En ces derniers temps, ses revenus étant épuisés, il avait été obligé de recourir à des emprunts, et ç'avait été après toutes sortes de démarches, de négociations, de délais et de temps perdu qu'il avait pu se faire remettre deux cent mille francs par l'usurier Carbans qui l'avait égorgé.

À ce moment il avait pu se résigner à ces négociations et à ces délais, attendu qu'il ne s'agissait alors pour lui que d'une fantaisie, qui si charmante qu'elle lui parût, et si fort qu'elle lui tînt à coeur pouvait sans inconvénient être retardée dans sa réalisation. Un jour qu'il avait voulu faire un cadeau à madame Fourcy, elle l'avait accueilli avec des reproches, alors il avait imaginé pour vaincre une bonne fois cette résistance de lui en faire un tous les jours pendant un certain temps, jusqu'à ce qu'il l'eût réduite à rire de cette plaisanterie; et ç'avait été à cela que lui avaient servi les deux cent mille francs de Carbans; un soir il lui avait offert des boutons d'oreilles en diamants, elle s'était fâchée, sérieusement fâchée; le lendemain, il lui avait offert une bague, elle s'était fâchée encore, mais un peu moins fort; le troisième jour, quand elle l'avait vu lui mettre au poignet un bracelet, elle n'avait poussé qu'une exclamation; et le quatrième, quand il lui avait attaché un collier au cou, elle avait ri en l'embrassant tendrement.

Mais maintenant il ne pouvait plus subir ni négociations ni délais; il lui fallait l'argent tout de suite, dût-il pour l'obtenir se laisser égorger bien mieux encore que la première fois.

Que lui importait le prix dont il payerait cet argent?

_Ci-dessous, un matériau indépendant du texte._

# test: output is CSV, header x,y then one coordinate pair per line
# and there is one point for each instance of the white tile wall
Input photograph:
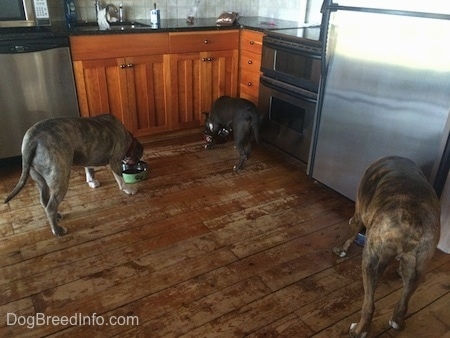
x,y
293,10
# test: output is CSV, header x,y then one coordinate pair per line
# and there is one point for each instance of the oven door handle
x,y
289,89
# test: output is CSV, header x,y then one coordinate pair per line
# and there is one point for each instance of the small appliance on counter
x,y
71,13
24,13
155,17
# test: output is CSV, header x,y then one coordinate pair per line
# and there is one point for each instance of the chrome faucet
x,y
98,8
102,14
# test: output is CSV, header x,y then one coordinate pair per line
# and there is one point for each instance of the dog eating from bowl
x,y
236,115
401,214
51,147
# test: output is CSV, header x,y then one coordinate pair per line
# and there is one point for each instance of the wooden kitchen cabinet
x,y
250,49
203,67
132,85
155,82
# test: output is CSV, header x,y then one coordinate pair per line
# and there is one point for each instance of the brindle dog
x,y
401,213
238,115
51,147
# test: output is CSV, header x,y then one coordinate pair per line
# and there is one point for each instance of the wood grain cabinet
x,y
250,49
126,76
155,82
203,67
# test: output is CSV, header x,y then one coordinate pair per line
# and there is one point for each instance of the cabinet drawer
x,y
251,41
188,42
250,61
249,82
120,45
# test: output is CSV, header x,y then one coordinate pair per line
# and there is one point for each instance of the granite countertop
x,y
60,29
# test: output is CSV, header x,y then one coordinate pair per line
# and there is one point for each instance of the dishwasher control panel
x,y
41,12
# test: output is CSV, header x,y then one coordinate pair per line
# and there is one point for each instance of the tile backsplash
x,y
293,10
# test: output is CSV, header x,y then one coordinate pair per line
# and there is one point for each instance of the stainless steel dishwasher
x,y
36,83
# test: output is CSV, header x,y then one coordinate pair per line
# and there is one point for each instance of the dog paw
x,y
59,231
339,251
129,190
93,183
353,332
394,325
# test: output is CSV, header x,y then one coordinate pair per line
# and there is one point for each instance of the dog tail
x,y
27,157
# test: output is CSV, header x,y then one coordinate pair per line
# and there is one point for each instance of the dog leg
x,y
48,203
411,275
239,165
373,266
356,225
91,181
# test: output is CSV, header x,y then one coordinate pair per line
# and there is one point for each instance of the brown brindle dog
x,y
401,213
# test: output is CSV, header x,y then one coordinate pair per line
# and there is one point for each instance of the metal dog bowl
x,y
133,173
222,136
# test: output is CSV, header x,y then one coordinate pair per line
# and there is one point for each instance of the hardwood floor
x,y
200,251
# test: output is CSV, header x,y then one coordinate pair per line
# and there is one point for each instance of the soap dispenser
x,y
155,17
70,12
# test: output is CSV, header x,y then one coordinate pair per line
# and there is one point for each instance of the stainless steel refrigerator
x,y
385,88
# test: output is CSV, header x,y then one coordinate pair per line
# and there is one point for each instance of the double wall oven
x,y
291,67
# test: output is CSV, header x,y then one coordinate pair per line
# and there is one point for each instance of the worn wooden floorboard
x,y
199,251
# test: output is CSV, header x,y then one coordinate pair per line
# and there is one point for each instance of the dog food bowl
x,y
133,173
222,136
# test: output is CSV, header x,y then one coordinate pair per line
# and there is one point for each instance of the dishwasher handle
x,y
31,46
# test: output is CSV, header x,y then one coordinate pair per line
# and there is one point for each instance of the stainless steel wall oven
x,y
291,66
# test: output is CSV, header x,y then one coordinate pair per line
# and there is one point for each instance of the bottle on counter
x,y
155,19
121,13
70,12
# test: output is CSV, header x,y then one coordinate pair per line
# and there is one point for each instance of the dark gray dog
x,y
401,213
239,116
51,147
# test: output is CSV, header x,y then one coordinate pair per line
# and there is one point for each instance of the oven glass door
x,y
288,117
299,68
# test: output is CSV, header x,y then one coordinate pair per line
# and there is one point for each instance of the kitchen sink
x,y
116,26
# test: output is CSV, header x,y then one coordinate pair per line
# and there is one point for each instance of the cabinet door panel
x,y
101,86
219,75
185,86
147,94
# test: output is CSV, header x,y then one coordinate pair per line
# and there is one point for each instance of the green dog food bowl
x,y
133,173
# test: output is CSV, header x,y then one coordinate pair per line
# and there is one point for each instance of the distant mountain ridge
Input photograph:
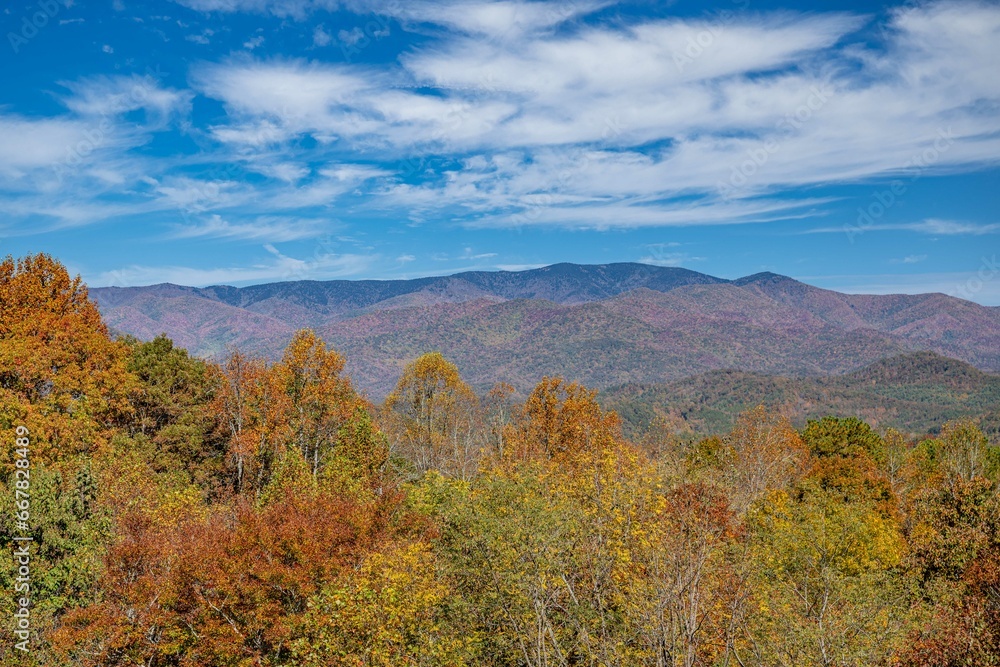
x,y
916,393
604,325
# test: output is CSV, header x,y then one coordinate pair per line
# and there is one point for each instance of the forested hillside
x,y
261,511
917,393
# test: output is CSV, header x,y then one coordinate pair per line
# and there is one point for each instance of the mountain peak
x,y
764,277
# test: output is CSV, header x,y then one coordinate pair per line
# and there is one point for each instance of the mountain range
x,y
915,393
604,325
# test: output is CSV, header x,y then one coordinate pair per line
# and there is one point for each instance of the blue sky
x,y
851,145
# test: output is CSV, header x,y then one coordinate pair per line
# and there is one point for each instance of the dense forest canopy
x,y
267,513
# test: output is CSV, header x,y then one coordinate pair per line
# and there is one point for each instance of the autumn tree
x,y
61,375
766,454
320,398
171,408
432,415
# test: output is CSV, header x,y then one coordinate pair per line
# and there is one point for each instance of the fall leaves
x,y
261,512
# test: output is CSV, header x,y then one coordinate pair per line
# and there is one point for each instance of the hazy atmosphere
x,y
850,145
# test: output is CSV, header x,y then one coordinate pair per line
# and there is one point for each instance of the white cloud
x,y
275,267
931,226
622,116
271,229
321,37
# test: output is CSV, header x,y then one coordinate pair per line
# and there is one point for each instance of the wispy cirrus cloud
x,y
931,226
275,266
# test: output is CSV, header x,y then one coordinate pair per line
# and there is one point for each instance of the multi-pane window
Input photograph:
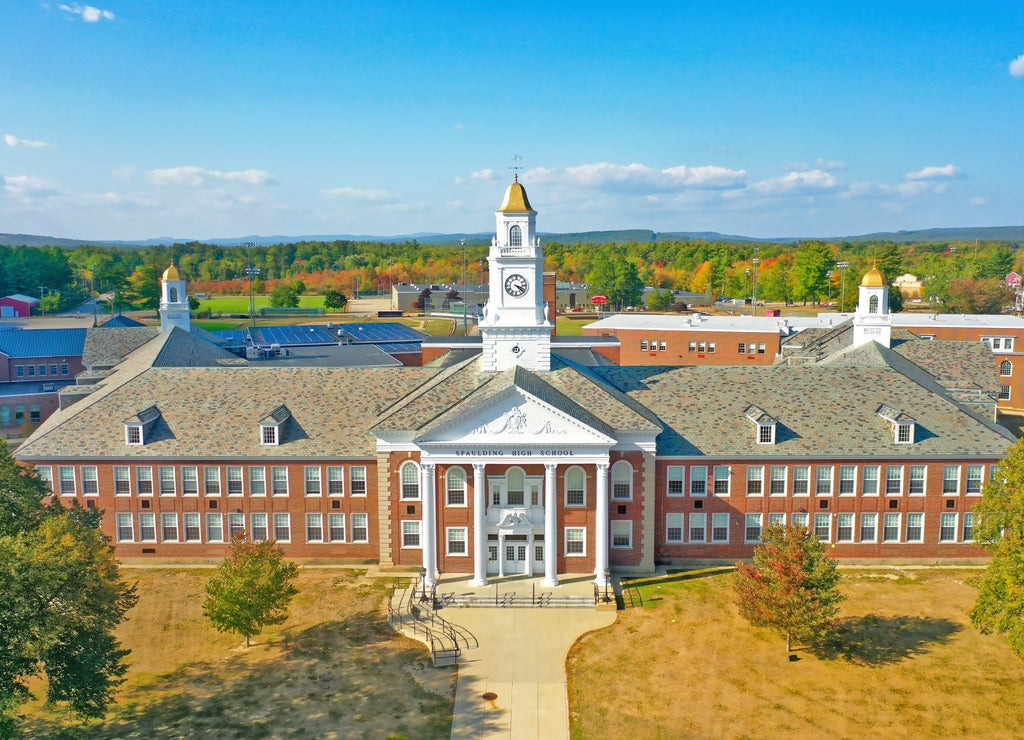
x,y
211,481
314,527
844,527
312,480
752,532
410,481
279,480
283,527
576,540
720,527
755,480
915,481
336,527
622,534
457,540
801,480
357,480
676,475
847,480
674,527
870,483
360,528
890,527
189,481
257,481
455,487
258,523
335,481
721,480
914,527
947,527
950,479
698,480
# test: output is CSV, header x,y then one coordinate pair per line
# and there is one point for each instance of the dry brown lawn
x,y
335,669
907,664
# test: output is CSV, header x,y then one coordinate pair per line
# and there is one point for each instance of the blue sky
x,y
201,120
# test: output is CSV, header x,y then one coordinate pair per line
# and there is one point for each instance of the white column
x,y
428,526
479,526
603,525
550,526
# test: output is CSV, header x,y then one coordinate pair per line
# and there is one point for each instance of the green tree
x,y
251,589
792,588
998,528
62,599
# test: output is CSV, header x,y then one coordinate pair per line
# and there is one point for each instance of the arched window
x,y
456,487
622,480
576,487
515,480
410,480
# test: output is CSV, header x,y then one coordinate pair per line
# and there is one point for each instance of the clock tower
x,y
515,327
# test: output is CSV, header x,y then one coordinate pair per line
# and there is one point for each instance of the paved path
x,y
521,659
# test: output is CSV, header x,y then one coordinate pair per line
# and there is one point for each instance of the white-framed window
x,y
622,533
890,527
410,473
279,481
822,484
755,480
259,524
257,481
576,487
189,480
312,476
801,480
576,541
622,481
752,530
126,528
950,480
844,527
947,527
283,526
916,480
357,480
214,528
314,527
411,533
674,527
194,529
720,527
698,480
336,527
698,527
335,481
147,527
360,528
169,527
458,538
914,527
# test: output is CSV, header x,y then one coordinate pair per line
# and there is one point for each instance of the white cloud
x,y
356,194
1017,67
89,13
25,143
934,173
197,176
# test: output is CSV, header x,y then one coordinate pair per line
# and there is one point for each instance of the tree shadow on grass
x,y
873,640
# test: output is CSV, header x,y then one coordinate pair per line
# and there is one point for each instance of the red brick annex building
x,y
520,452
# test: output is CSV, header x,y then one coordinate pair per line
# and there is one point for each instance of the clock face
x,y
516,286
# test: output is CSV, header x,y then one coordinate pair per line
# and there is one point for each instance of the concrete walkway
x,y
521,660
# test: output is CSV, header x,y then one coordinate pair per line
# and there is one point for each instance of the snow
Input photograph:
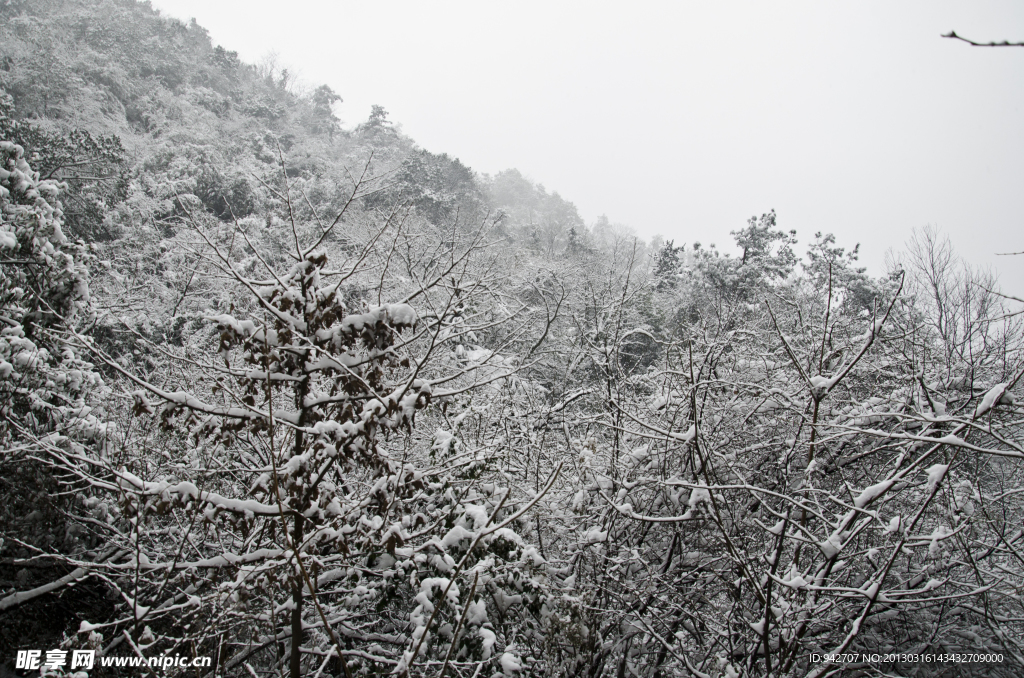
x,y
935,474
871,493
510,664
687,436
990,399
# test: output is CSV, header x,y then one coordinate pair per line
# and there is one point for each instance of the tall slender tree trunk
x,y
295,661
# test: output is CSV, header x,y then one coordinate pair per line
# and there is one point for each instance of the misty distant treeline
x,y
301,396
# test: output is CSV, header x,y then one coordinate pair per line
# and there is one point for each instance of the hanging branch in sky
x,y
1005,43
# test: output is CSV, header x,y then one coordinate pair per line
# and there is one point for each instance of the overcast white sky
x,y
683,118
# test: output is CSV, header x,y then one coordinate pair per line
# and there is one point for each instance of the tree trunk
x,y
295,661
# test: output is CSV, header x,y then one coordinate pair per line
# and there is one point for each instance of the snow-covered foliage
x,y
363,412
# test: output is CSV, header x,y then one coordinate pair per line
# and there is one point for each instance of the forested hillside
x,y
305,398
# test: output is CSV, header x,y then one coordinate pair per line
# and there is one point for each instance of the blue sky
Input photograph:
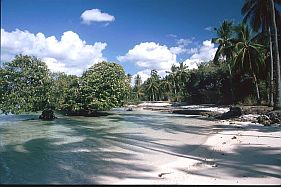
x,y
138,34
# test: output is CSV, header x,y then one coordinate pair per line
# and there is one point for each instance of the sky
x,y
141,35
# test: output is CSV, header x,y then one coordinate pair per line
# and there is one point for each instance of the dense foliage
x,y
27,85
245,69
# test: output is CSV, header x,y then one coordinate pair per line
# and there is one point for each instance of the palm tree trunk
x,y
231,84
277,102
257,89
271,69
255,81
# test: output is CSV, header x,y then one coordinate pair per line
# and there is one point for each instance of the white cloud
x,y
150,55
204,54
184,42
208,28
171,35
70,54
95,15
145,74
182,46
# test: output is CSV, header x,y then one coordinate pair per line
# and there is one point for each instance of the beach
x,y
234,152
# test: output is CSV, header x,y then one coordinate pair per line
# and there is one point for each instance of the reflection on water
x,y
79,150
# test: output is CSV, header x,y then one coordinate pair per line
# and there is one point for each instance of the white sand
x,y
236,153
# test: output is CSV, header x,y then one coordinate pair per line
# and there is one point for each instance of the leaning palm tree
x,y
277,103
152,85
225,49
182,76
249,54
173,78
138,88
166,86
260,14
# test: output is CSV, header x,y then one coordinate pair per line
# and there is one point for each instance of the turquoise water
x,y
82,150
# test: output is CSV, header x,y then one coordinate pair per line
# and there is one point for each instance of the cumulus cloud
x,y
95,15
182,46
70,54
204,54
150,55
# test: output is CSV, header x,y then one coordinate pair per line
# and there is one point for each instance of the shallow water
x,y
89,150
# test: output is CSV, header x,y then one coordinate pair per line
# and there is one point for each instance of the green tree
x,y
225,48
25,85
277,103
250,54
138,87
104,86
152,85
260,16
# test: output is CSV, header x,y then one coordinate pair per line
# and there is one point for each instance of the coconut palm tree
x,y
152,85
166,87
277,103
249,54
137,87
225,48
260,16
173,78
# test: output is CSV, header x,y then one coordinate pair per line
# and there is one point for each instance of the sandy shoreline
x,y
240,153
234,153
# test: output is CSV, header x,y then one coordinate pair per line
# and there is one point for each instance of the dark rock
x,y
275,116
189,111
232,113
47,114
264,119
272,117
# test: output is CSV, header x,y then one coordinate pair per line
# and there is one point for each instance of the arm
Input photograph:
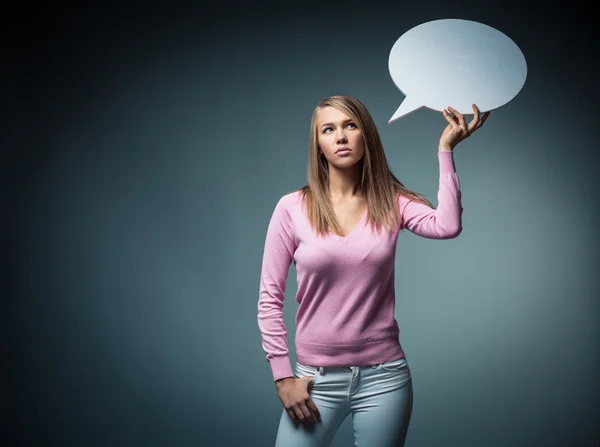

La seule chose qu'il vît et qui le touchât, c'était le plaisir qu'il ferait à Geneviève en lui apportant ces trois cent mille francs: «J'ai entendu ton entretien avec La Parisière.—Eh quoi!—Je sais que tu dois lui payer trois cent mille francs avant samedi…—Mais.—Ne t'inquiète pas, reste tranquille.—Cependant…—Les voilà.»

Quel coup de théâtre!

La joie qu'il allait voir dans ses yeux, l'élan avec lequel elle allait le serrer dans ses bras, ne valaient-ils pas tout l'argent du monde?

Car c'était ainsi que, décidément, il procéderait.

Tout d'abord il avait pensé à lui dire qu'elle devait rester tranquillement à Nogent pendant qu'il allait se rendre à Paris pour arranger ce prêt de trois cent mille francs; mais il avait renoncé à cette idée trop plate.

Le coup de théâtre valait mieux, il était plus original et puis il promettait des joies plus grandes.

A la vérité, ce moyen avait cela de mauvais qu'il la laissait plus longtemps livrée à l'angoisse; mais serait-elle vraiment, à l'abri de l'angoisse pendant qu'elle le saurait à Paris à la recherche de cet argent? S'il ne revenait pas tout de suite, ne s'imaginerait-elle pas qu'il n'avait pas réussi, qu'il ne pourrait pas réussir?

Le lendemain matin, il se leva donc de bonne heure, pendant que la maison était encore endormie, et il prit un des premiers trains pour Paris.